There is no one single answer to this question. All of us, for our own reasons, have taken an interest in Tibet,the repression of its people, its political situation, and the plight of its refugees. Our reasons may be religious, some of the group being Buddhists. Others may have joined the campaign as a part of their work in human-rights organisations. Some may know a few Tibetans in-exile. Then, there are those who've taken holidays in Tibet or China, and come into contact with the issues firsthand. Myself, I became interested after reading Heinrich Harrer's book, 'Seven Years in Tibet' describing the years leading-up to the Chinese invasion.
The group was founded as a result of H.H. the Dalai Lama's visit to Aberdeen in 1993.
We come from a very wide range of age-groups and backgrounds, in fact there is no one type of individual who characterises the group.

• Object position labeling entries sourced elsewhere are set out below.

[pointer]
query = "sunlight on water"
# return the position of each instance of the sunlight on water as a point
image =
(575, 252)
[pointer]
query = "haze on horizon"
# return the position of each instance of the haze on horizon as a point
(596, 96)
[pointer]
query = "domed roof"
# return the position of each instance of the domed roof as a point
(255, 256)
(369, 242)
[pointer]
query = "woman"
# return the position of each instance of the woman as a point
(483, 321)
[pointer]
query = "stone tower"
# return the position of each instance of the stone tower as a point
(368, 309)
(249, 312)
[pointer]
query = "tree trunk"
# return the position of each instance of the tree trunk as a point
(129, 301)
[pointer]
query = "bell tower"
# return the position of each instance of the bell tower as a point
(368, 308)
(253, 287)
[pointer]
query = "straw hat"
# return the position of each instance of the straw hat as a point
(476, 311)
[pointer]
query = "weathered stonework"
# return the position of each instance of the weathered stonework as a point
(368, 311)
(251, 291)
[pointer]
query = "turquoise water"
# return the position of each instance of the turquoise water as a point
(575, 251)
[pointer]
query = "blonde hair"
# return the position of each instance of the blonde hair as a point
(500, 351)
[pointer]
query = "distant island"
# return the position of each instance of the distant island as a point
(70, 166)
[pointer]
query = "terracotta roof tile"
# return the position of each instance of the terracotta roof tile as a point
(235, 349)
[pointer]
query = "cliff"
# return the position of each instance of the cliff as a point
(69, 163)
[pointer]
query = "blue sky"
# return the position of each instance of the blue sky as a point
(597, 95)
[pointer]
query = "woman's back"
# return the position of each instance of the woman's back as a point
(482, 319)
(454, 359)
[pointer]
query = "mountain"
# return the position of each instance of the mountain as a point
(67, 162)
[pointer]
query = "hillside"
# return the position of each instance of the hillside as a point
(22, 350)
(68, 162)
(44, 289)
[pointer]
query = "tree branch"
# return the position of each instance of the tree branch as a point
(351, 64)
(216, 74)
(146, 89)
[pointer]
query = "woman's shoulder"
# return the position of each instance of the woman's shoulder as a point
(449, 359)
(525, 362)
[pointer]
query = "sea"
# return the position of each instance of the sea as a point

In our ranks we have university professors, church ministers, engineers, students, consultants, you name it. And a few unemployed, I guess. To some, it may seem surprising that we take an interest in a country so remote, and (apparently) with so little relevance to local politics or human-rights issues. Nevertheless it must be remembered that the invasion of Tibet is the work of Communist China, and no nation on earth can distance itself from Chinese influence of one sort or another these days. Therefore, the whole question of Chinese human-rights abuses does affect us, and in a very direct way. The invasion and occupation of Tibet is arguably one of the most high-profile examples of the Communist Party's blatant disregard for international borders, and the rights of individual states to self-government. Therefore, Tibet concerns us all.